BST column: How the Tangerine dream began to taste sour
Many of you will recognise this slogan: '˜Legal, decent, honest and truthful'¦'
It comes from the mission statement of the Advertising Standards Authority, which celebrated its 50th anniversary in the year Blackpool FC was relegated from the Premier League.
The slogan concluded ‘…to the benefit of consumers, business and society.’
As Judgement Day 4 looms – the High Court ruling in the Belokon v Oyston case – it is worth reminding ourselves of some of the stark facts of life under the current custodians; not everything might live up to the ASA slogan, were it applicable.
The football club was bought outright by Owen Oyston in 1988 for a pittance.
Out would go the age-old custom of selling our best players to pay off club debts, of slopping around the lower leagues and playing/watching football in a ground that was falling down on all sides.
Owen Oyston was going to take the club he’d fallen in love with aged two back to the toppermost, bankrolled by his multi-million pound personal fortune and the first step – announced in February 1990 –was going to be Soccer City; a £60m revamp of Bloomfield Road.
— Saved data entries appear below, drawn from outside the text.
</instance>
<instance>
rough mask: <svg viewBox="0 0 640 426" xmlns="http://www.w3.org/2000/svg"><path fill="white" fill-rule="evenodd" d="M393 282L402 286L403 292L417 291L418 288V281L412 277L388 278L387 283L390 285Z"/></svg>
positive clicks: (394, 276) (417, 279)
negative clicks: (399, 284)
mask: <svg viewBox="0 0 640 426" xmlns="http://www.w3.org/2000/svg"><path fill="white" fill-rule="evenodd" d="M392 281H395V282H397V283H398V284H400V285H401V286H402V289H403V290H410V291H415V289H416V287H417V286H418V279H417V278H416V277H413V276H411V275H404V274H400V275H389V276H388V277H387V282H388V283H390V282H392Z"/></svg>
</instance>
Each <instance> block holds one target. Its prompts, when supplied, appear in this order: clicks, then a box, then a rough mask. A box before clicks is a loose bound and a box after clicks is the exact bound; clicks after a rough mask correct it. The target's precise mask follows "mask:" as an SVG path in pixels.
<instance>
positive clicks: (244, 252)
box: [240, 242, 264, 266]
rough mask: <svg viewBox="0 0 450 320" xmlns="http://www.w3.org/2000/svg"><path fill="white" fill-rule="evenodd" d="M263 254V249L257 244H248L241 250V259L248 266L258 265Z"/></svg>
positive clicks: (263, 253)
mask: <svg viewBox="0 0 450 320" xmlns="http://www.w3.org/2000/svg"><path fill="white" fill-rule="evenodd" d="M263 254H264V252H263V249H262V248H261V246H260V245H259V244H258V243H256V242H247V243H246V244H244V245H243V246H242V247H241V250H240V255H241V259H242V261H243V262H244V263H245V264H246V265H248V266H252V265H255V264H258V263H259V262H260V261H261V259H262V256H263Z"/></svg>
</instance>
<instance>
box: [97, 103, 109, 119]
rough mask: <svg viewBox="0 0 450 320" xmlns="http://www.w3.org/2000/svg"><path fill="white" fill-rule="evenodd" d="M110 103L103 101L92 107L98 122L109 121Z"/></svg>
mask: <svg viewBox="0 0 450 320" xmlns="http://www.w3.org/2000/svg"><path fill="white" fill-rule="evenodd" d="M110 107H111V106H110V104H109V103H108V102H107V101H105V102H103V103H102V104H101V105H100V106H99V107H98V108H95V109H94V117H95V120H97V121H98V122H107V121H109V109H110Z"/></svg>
As if!
Of course none of this materialised. He possessed the wherewithal to make it happen but apparently had not the slightest intention of putting that personal fortune on the line – even though he professed to love Blackpool so much that he turned down an opportunity to buy Manchester United!
It might seem a strange paradox, but as has been pointed out before, Oyston is no benefactor of the game in the way Jack Hayward was at Wolves or Jack Walker at Blackburn.
When fans campaigned for more investment in the team which, a decade later, was still slopping around the lower leagues, they were invited to help raise the funds via various ‘buy-a-player’ initiatives.
When plans to sell Bloomfield Road and relocate the club fell through and the state of the ground became a matter of concern to the Football League, the North and West stands were redeveloped – largely financed by grants from football authorities.
The current custodians’ real lack of ambition for the club has been apparent for all to see for decades.
Despite widespread cynicism, real and concerted opposition to the current regime was only galvanised after two things had happened:
The first was the arrival of Valeri Belokon, whose financial injection helped to build the South Stand and to buy the players that took the club to the Premier League – proving that there were footballing rewards to be had even in a seaside town like Blackpool when investment matched with ambition created a positivity that made its own luck.
The second was the Oystons’ squandering of the Premier League opportunity.
It could all have been so different. Monies earned by the efforts of the players and coaching staff could and should have been used to build years of sustainable success at Bloomfield Road. Top flight to bottom division in five years tells its own story.
One ex-manager commented that the fans had never taken the Oystons to heart and it had always been an uneasy relationship.
The way the owners have managed the club during and since the Premier League season has destroyed their last shred of credibility in the eyes of thousands of supporters.
Leaving aside the indignation caused by ‘textgate’ and the suing of fans, there have been too many glib promises made that were never delivered on.
That’s not really a business plan to improve the football club. It’s not good for Blackpool FC. It’s not good for the supporters, the local economy and it’s proving to be a disaster for the community of Blackpool.
Thankfully Blackpool Council has seen fit to support the campaign for changes in football governance.
It is to be hoped the High Court judgement makes clear to all that the ‘the greatest trip’ has in fact been the greatest rip-off, prejudicial against the interests of Mr Belokon and by extension against the football club which we would all like to make many happy returns to once the Oystons have gone.